Leaving Chicago had been the hardest choice he had ever made however it had been the right choice. Jack never considered himself a good man but he knew that he was a decent man. He never took advantage of the weak and he always respected justice. Jack had killed men, but it had always been to protect those who could not protect themselves or to exact punishment upon those who had caused harm to the innocent. Jack could not know why Rapu, Tari and the rest of Fat Charlie’s men had chosen a life of corruption. He did know however, that it was their choice.
Jack took the rifle and a pistol from the dead man then retrieved the hunting knife Rapu had taken from him. Without looking back Jack cautiously moved off into the darkness. He reckoned that those of Rapu’s men that escaped the attack, having their fill of this little adventure, would high-tail it back to Planaltina and he doubted very much that the Germans would venture out into the menacing jungle to look for them, but, he would not take that chance. He needed to find a place to hide, from the Germans and the Indians that had escaped, until daylight.
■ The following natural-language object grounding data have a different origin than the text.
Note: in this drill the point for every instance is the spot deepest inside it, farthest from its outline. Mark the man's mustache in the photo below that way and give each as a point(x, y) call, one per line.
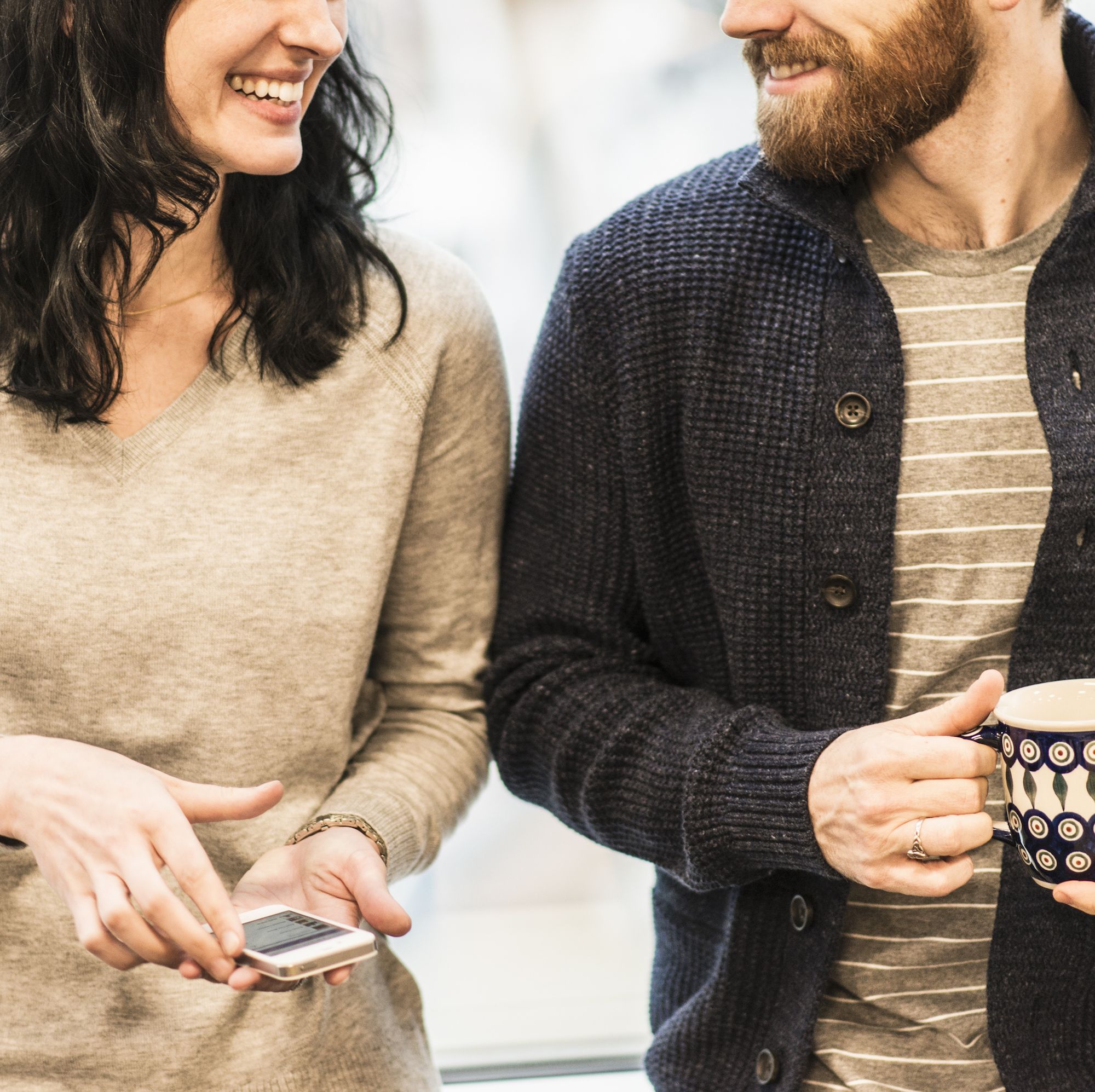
point(763, 54)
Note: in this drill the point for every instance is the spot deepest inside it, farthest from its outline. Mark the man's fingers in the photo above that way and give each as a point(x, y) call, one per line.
point(368, 882)
point(931, 758)
point(213, 804)
point(128, 926)
point(954, 797)
point(171, 917)
point(1078, 893)
point(963, 713)
point(929, 879)
point(96, 938)
point(947, 835)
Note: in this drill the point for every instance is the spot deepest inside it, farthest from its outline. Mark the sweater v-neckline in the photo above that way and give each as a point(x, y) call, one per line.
point(122, 457)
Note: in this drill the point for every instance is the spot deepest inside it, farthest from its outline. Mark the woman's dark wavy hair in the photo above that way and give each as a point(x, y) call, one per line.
point(86, 139)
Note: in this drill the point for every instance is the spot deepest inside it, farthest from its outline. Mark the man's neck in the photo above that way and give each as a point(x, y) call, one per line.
point(999, 167)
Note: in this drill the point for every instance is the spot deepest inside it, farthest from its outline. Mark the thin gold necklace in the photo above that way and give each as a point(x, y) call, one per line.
point(145, 311)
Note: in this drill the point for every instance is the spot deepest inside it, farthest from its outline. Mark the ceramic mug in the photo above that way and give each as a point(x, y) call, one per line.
point(1046, 737)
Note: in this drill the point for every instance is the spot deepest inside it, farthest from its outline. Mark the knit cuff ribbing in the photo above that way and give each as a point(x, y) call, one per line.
point(746, 809)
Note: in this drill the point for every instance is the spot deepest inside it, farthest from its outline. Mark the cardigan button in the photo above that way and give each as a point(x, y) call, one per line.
point(768, 1068)
point(802, 913)
point(839, 591)
point(854, 411)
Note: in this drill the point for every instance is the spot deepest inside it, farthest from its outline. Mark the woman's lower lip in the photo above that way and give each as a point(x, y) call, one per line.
point(775, 86)
point(281, 115)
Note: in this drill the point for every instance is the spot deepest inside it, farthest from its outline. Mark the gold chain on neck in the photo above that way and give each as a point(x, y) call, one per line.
point(145, 311)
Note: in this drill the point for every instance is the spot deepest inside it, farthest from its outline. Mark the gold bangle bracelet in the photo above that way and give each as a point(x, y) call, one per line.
point(342, 819)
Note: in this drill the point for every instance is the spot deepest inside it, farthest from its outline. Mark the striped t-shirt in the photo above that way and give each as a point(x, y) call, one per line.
point(906, 1005)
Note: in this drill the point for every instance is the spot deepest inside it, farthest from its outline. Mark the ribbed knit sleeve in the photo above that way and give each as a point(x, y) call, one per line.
point(583, 718)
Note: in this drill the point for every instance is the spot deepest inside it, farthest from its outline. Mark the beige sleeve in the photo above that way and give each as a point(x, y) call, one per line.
point(428, 759)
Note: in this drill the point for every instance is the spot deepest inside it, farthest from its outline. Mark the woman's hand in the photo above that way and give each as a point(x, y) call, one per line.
point(338, 875)
point(101, 827)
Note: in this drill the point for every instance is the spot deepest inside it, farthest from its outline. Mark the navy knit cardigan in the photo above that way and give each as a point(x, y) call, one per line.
point(666, 668)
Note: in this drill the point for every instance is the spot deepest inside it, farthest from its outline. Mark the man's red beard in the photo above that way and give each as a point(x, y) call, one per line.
point(915, 76)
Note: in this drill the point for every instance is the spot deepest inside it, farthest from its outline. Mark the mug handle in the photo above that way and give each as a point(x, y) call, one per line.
point(990, 736)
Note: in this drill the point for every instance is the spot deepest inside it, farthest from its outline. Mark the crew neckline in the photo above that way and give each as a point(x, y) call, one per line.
point(916, 255)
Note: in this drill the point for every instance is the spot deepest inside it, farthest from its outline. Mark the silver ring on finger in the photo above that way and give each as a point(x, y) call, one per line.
point(917, 854)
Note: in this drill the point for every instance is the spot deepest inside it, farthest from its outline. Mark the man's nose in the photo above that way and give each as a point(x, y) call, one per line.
point(757, 19)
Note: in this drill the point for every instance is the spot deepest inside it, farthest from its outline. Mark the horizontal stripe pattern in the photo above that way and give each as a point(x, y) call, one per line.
point(905, 1008)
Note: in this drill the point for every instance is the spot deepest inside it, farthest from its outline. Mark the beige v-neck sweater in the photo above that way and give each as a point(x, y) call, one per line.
point(264, 582)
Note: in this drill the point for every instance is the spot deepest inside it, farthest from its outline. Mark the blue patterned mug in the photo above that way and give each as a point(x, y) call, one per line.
point(1046, 736)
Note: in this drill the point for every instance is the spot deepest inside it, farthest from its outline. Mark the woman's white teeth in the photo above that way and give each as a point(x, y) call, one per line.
point(284, 91)
point(786, 71)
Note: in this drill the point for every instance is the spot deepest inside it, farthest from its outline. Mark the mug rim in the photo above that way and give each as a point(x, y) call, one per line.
point(1041, 724)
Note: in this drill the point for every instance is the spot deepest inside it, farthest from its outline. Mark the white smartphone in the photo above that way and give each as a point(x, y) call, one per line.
point(287, 945)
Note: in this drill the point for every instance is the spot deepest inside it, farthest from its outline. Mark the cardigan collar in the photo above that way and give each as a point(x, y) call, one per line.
point(828, 208)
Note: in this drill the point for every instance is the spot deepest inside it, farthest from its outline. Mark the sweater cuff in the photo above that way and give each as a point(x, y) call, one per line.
point(746, 807)
point(405, 834)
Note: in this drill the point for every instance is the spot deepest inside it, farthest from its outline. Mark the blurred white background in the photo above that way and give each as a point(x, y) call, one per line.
point(522, 123)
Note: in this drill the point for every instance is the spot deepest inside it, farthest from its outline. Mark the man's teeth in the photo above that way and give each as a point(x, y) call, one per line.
point(268, 89)
point(787, 71)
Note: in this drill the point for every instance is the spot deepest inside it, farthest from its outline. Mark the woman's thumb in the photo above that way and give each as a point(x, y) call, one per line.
point(213, 804)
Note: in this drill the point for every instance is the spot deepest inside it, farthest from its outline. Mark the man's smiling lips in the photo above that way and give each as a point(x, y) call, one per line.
point(782, 79)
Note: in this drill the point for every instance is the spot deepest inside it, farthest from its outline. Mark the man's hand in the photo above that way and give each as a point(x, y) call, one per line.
point(338, 875)
point(871, 786)
point(1078, 893)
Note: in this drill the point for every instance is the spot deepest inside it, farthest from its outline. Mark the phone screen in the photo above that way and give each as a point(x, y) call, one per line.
point(287, 929)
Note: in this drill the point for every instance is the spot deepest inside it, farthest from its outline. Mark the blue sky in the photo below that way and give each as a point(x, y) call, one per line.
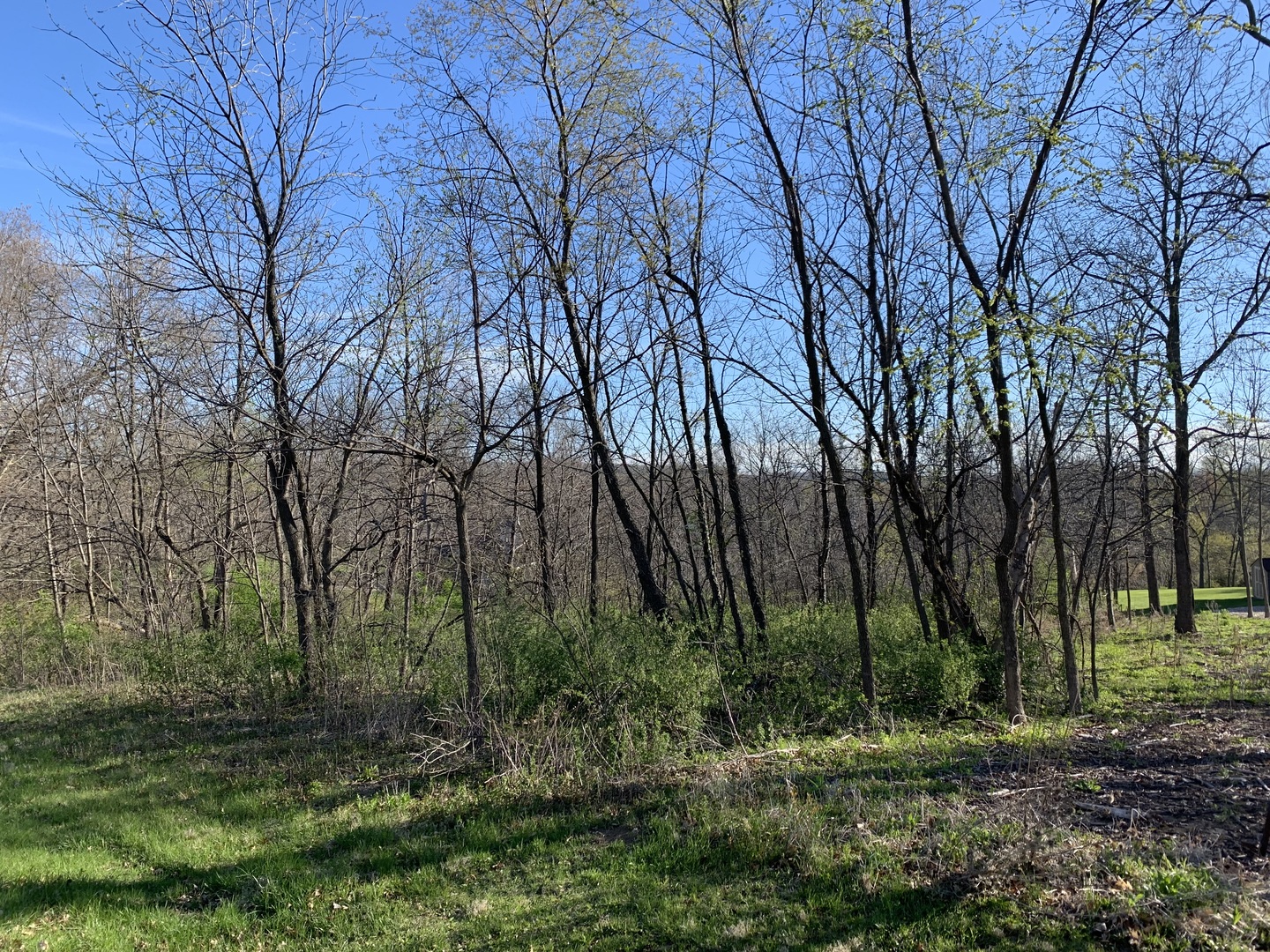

He walked for over an hour when he stumbled, slid down a short muddy embankment coming to a sudden and violent stop against a large, fallen tree trunk. He decided he had better stop walking before he got himself hurt again or ran into a hungry leopard. Getting to his feet he discovered that the tree he hit was a large, rotted out, hollow trunk. Tired and sore he crawled inside.
“Well, it’s no Hotel Gloria but it will do.” Jack fell asleep almost instantly.
In the night he dreamt of Sophie. A man dressed all in black stood over her holding a long, wicked looking knife. The man was about to strike when a great, brilliant orange bird of prey swooped in, seized the man in its talons, flew high in the air and pitched the man into a deep, black, chasm.